The number of people who are living with a brain injury in prisons is far greater than we would expect, and most of these injuries were never diagnosed or treated. Recent research suggests that about 60% of people in prison have had an acquired brain injury sometime in their life, most often prior to becoming incarcerated. This is important, because the problems that result from a brain injury make almost all aspects of life harder. Brain injury can make a person more likely to make poor decisions, increasing their risk for getting in trouble with the law and decreasing their likelihood of being successful in everyday life. The effects of brain injuries also can make it harder for a person to succeed in prison education programs or to meet parole conditions.

What is a brain injury?

A brain injury occurs when something happens to disrupt the functioning of the brain. Brain injuries can be caused by an outside force such as a blow or jolt to the head from a fall, a car crash, or a fight—or by a disease, like a virus, stroke or seizures. The most common causes of traumatic brain injuries—those that occur through force—are falls, vehicle crashes, assaults (including gunshot wounds), and recreation/sports injuries. Blast injuries from improvised explosive devices and other war-related experiences are also brain injuries. Some brain injuries are considered more severe than others. For example, concussions are considered “mild” brain injuries. However, the severity of the injury does not always predict how many problems a person may experience as a result. Some less severe injuries result in lifelong effects. The effect of having repeated mild brain injuries can also be cumulative or “add up” over time.

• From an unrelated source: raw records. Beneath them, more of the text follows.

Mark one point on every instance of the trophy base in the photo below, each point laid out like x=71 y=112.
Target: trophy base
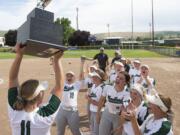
x=42 y=49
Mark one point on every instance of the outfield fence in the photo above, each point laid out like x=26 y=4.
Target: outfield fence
x=169 y=51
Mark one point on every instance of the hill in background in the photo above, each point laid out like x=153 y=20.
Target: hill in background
x=127 y=35
x=2 y=33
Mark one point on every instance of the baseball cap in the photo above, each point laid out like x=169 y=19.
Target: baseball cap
x=138 y=88
x=119 y=63
x=146 y=66
x=117 y=51
x=43 y=86
x=156 y=100
x=102 y=48
x=123 y=58
x=93 y=66
x=70 y=72
x=99 y=73
x=95 y=74
x=137 y=61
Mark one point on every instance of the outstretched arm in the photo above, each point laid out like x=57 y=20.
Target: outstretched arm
x=59 y=75
x=81 y=75
x=14 y=70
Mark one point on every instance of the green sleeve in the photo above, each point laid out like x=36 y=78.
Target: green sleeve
x=165 y=128
x=50 y=108
x=12 y=96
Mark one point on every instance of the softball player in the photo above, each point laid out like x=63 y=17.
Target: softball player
x=68 y=112
x=115 y=96
x=135 y=71
x=88 y=85
x=146 y=81
x=94 y=97
x=118 y=67
x=157 y=122
x=26 y=118
x=138 y=105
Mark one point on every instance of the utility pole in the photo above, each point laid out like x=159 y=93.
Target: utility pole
x=150 y=34
x=108 y=30
x=132 y=23
x=153 y=23
x=77 y=18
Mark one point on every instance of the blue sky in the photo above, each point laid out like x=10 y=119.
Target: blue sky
x=94 y=15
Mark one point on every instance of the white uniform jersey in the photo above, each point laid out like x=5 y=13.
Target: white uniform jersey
x=141 y=115
x=70 y=93
x=112 y=77
x=135 y=75
x=37 y=122
x=114 y=99
x=95 y=94
x=148 y=89
x=88 y=82
x=156 y=127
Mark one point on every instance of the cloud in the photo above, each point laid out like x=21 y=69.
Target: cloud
x=95 y=15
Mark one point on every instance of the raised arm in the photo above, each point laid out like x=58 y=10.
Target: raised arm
x=14 y=70
x=59 y=75
x=81 y=74
x=100 y=105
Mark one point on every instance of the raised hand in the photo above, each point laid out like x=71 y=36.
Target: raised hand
x=58 y=55
x=19 y=48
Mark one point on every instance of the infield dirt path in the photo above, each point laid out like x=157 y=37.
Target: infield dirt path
x=166 y=71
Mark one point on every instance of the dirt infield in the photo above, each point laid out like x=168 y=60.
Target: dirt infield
x=166 y=71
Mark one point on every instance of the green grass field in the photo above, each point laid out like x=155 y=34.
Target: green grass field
x=91 y=53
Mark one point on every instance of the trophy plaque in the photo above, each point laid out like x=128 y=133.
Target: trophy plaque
x=41 y=36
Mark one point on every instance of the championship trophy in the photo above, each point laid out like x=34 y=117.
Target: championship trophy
x=41 y=36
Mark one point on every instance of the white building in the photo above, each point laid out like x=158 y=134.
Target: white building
x=2 y=41
x=113 y=40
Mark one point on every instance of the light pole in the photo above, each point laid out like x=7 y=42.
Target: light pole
x=153 y=23
x=150 y=35
x=77 y=18
x=108 y=30
x=132 y=23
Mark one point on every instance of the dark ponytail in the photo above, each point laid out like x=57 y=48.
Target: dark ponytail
x=127 y=78
x=19 y=104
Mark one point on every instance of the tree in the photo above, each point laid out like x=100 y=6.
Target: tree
x=67 y=29
x=79 y=38
x=11 y=37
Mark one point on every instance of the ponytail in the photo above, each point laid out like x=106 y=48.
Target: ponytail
x=19 y=104
x=170 y=116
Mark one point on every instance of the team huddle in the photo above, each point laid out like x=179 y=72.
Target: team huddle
x=121 y=99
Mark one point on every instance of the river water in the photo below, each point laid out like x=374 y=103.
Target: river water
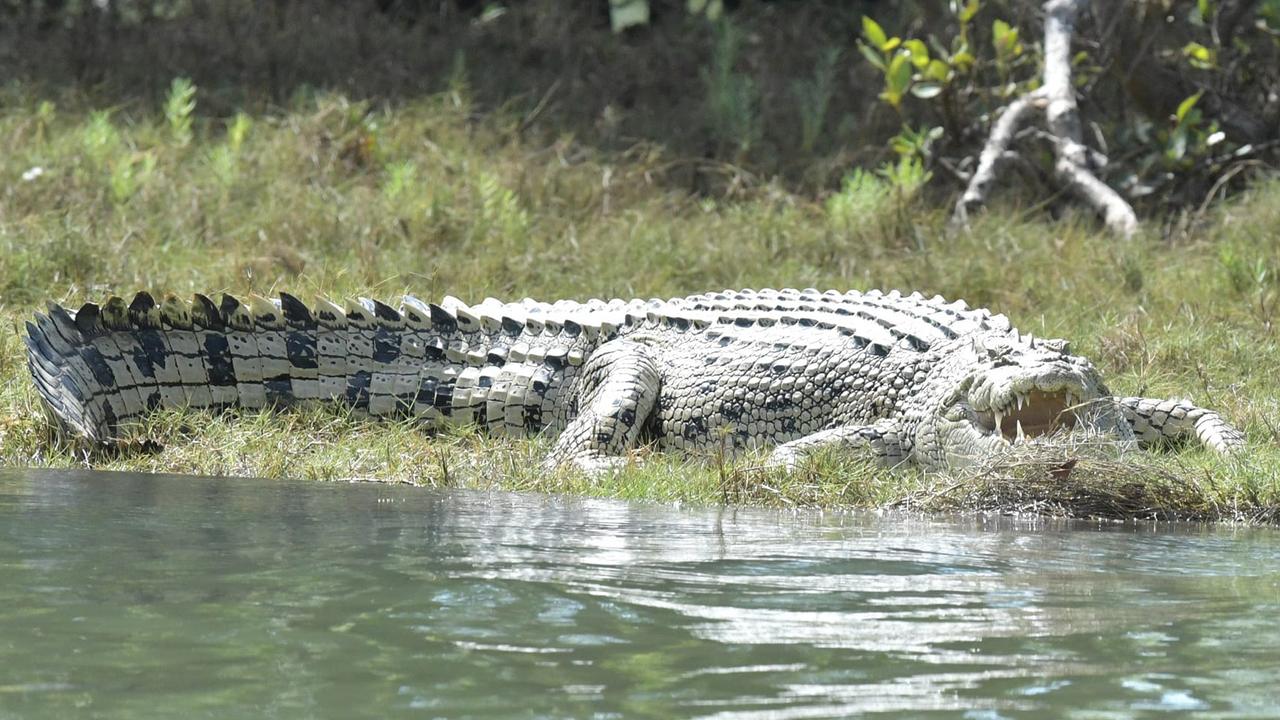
x=152 y=596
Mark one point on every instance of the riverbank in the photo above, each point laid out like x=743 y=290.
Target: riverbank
x=430 y=196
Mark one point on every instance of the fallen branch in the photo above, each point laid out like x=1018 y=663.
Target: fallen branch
x=1056 y=98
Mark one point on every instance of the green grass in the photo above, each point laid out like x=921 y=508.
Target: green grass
x=339 y=199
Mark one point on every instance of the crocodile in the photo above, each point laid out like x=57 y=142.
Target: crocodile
x=905 y=377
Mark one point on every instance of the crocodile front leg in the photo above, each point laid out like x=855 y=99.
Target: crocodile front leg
x=883 y=438
x=617 y=390
x=1156 y=422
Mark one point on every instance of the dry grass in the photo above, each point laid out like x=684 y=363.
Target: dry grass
x=343 y=197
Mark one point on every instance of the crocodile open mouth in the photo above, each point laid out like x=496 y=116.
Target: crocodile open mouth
x=1029 y=414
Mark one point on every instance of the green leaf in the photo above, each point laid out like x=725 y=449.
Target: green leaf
x=1000 y=30
x=1185 y=106
x=897 y=78
x=937 y=71
x=926 y=90
x=919 y=53
x=873 y=32
x=1200 y=57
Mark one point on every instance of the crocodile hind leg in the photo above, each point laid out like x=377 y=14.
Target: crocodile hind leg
x=616 y=392
x=883 y=438
x=1156 y=422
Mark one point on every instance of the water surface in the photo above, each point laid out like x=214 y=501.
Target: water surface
x=151 y=596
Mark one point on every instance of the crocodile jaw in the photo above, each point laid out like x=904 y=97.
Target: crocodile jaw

What kinds of problems can it cause?

People most often have changes in their thinking skills. They notice changes in their memory (especially for new information or events) and/or their ability to set goals, plan and organize, get started doing things, and solve problems easily. They can also notice changes in their mood. Some people have trouble controlling their tempers or feel nervous and depressed. There can also be physical changes like headaches, seizures, problems with balance and coordination, and even dizziness.
After a brain injury, people often have trouble on their jobs and in their day-to-day lives. In prison, an individual may be slower to respond to directives, have trouble completing required groups or schooling, and/or have trouble getting along with other people.

Can people get better? How?

People do recover after brain injuries, but they often have some problems that don’t go away completely. For these residual problems, there are treatments, but these are only available if the brain injury is diagnosed and understood. Medications are used to treat headaches, seizures, and some of the more serious changes in mood. Cognitive rehabilitation therapy involves figuring out the breakdowns in a person’s thinking and creating strategies to help get around those problems. Counseling can be used to help a person understand and accept the changes they experience after a brain injury. This is sometimes done individually and sometimes in support groups.

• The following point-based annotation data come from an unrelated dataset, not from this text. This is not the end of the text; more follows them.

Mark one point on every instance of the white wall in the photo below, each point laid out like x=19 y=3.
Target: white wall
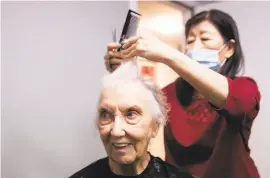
x=253 y=21
x=52 y=61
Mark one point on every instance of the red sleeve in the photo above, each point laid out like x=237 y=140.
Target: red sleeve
x=243 y=98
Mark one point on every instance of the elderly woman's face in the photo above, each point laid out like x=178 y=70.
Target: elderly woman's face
x=125 y=122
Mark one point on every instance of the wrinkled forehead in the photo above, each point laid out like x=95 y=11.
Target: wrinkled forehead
x=132 y=93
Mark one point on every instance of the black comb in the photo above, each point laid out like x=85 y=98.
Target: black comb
x=130 y=26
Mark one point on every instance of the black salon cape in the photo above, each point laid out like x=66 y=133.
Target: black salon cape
x=156 y=168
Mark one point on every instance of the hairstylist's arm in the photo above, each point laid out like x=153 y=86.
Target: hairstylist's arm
x=112 y=59
x=210 y=84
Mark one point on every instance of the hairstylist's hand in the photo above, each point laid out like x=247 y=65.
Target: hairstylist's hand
x=148 y=47
x=113 y=59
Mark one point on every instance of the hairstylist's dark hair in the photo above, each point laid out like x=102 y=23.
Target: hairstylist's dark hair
x=228 y=30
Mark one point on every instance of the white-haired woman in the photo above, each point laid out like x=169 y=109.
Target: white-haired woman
x=130 y=111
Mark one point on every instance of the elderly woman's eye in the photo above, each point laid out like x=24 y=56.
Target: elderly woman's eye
x=105 y=117
x=190 y=41
x=132 y=114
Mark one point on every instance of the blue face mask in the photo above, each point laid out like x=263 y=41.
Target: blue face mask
x=207 y=57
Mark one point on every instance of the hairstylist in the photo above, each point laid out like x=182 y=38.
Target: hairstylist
x=212 y=109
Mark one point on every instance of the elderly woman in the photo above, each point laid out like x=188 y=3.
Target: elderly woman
x=130 y=111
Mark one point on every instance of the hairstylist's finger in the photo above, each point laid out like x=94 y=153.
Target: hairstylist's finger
x=132 y=54
x=115 y=66
x=130 y=41
x=128 y=50
x=114 y=61
x=108 y=65
x=115 y=54
x=112 y=46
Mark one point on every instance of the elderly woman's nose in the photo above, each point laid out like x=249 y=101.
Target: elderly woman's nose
x=118 y=127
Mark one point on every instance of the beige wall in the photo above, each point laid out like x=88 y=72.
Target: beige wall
x=166 y=20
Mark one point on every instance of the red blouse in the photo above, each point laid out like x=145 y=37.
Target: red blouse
x=212 y=143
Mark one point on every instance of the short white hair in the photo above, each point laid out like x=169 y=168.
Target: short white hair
x=127 y=73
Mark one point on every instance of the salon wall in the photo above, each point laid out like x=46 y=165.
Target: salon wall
x=253 y=21
x=52 y=62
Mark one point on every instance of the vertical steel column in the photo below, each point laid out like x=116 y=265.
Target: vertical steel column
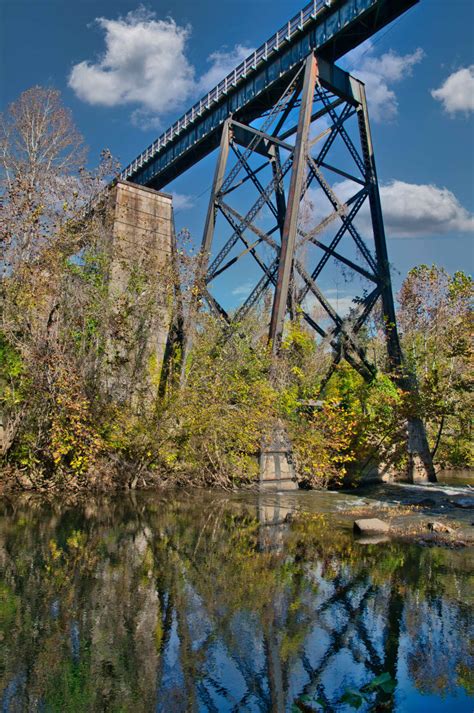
x=207 y=237
x=421 y=462
x=292 y=210
x=383 y=266
x=216 y=186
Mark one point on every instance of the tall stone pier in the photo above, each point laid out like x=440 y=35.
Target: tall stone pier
x=140 y=290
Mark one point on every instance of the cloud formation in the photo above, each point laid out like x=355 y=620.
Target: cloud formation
x=457 y=92
x=410 y=210
x=145 y=64
x=379 y=74
x=222 y=63
x=183 y=201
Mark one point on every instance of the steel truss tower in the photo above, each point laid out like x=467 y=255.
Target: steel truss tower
x=314 y=142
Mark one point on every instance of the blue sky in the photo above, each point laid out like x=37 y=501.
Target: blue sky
x=103 y=57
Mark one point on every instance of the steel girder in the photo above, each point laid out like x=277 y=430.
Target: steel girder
x=318 y=92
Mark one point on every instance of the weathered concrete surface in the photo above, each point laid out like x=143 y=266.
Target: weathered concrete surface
x=140 y=290
x=276 y=466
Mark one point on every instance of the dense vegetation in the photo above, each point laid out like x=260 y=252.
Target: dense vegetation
x=63 y=337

Some simple strategies that most people find helpful after a brain injury are keeping a routine or a schedule, writing things down, and getting some support for big decisions. Getting enough sleep and avoiding alcohol and drugs are also really helpful.

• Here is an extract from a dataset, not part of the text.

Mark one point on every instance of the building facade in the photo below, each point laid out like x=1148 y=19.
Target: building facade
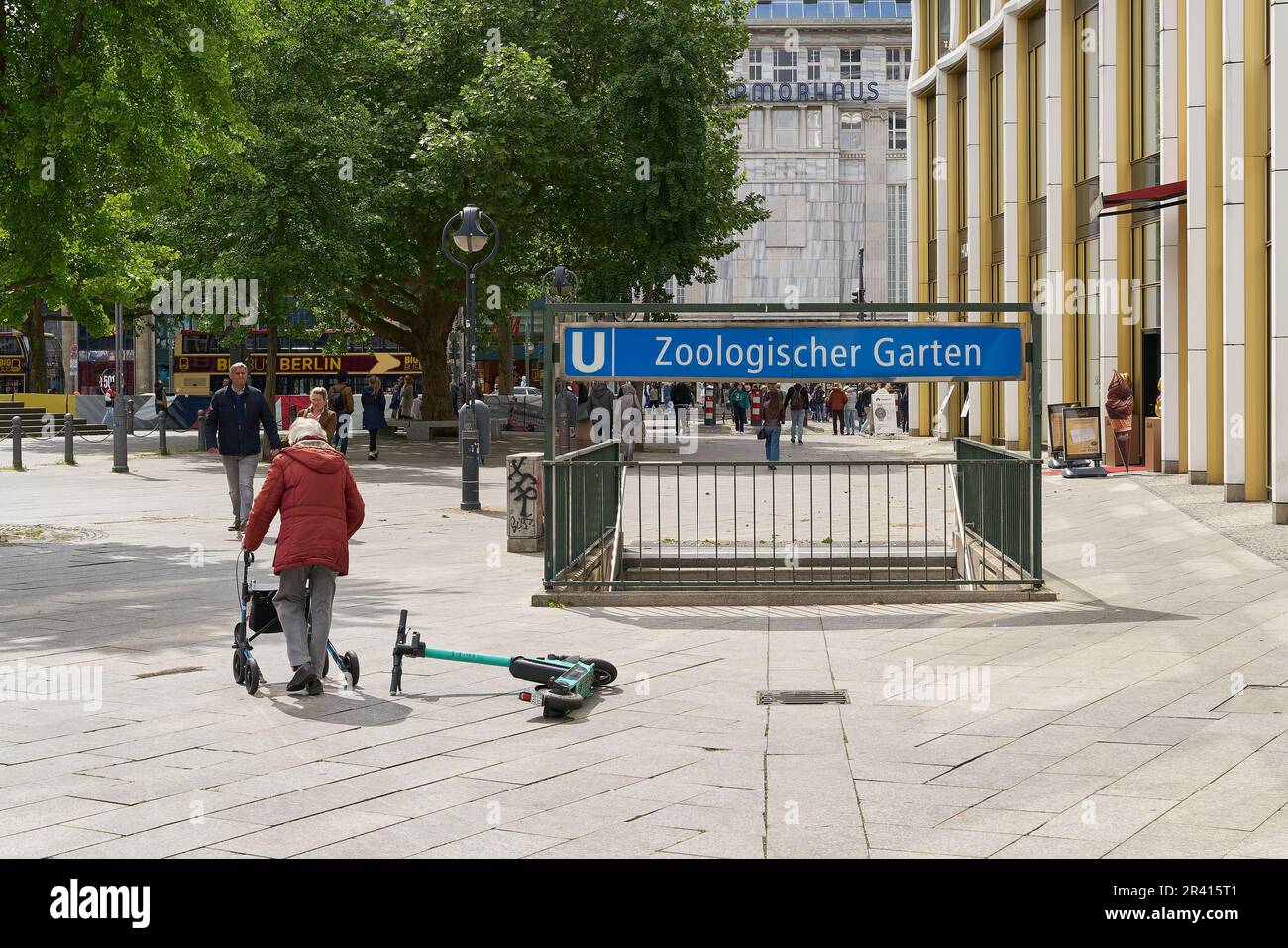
x=824 y=142
x=1113 y=161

Why are incarcerated people so much more likely to have brain injuries?

A number of the same things that put a person at risk for brain injury also put a person at risk for incarceration. These include being young and male, risk-taking behavior, being a survivor of physical abuse, and having a history of substance use/abuse. Researchers have found that children who have had brain injuries often get into trouble with the law. A brain injury also puts a person at risk for future brain injuries. People with brain injuries are also more likely to be the victim of a crime.

What is being done?

Government agencies like the Centers for Disease Control and the Health Resources and Services Administration are studying the problem and funding research across the country. Projects in many states, including Pennsylvania, Indiana, Minnesota, and Virginia, are focused on helping to:
• identify and assist both adult and juvenile offenders with a history of brain injury
• provide training to people working in the criminal justice system
• educate people in prison about brain injury
• help those with brain injury get connected to appropriate services and supports

If you think you might have had a brain injury (or more than one) at some point in your life that is affecting you now, talk to your health care provider or counselor to find out what help may be available at your facility. For info about brain injury, or if you’re planning for release and looking for services in your area, write the Brain Injury Association of America, 1608 Spring Hill Road, Suite 110, Vienna, VA 22182.

This article was written by members of the Brain Injury Association of Pennsylvania’s team working on the Neuro-Resource Facilitation for Brain Injury project at SCI Graterford to identify inmates who may have had a brain injury, identify their resultant barriers to successful re-entry, and create release plans that include connections with appropriate resources and community supports.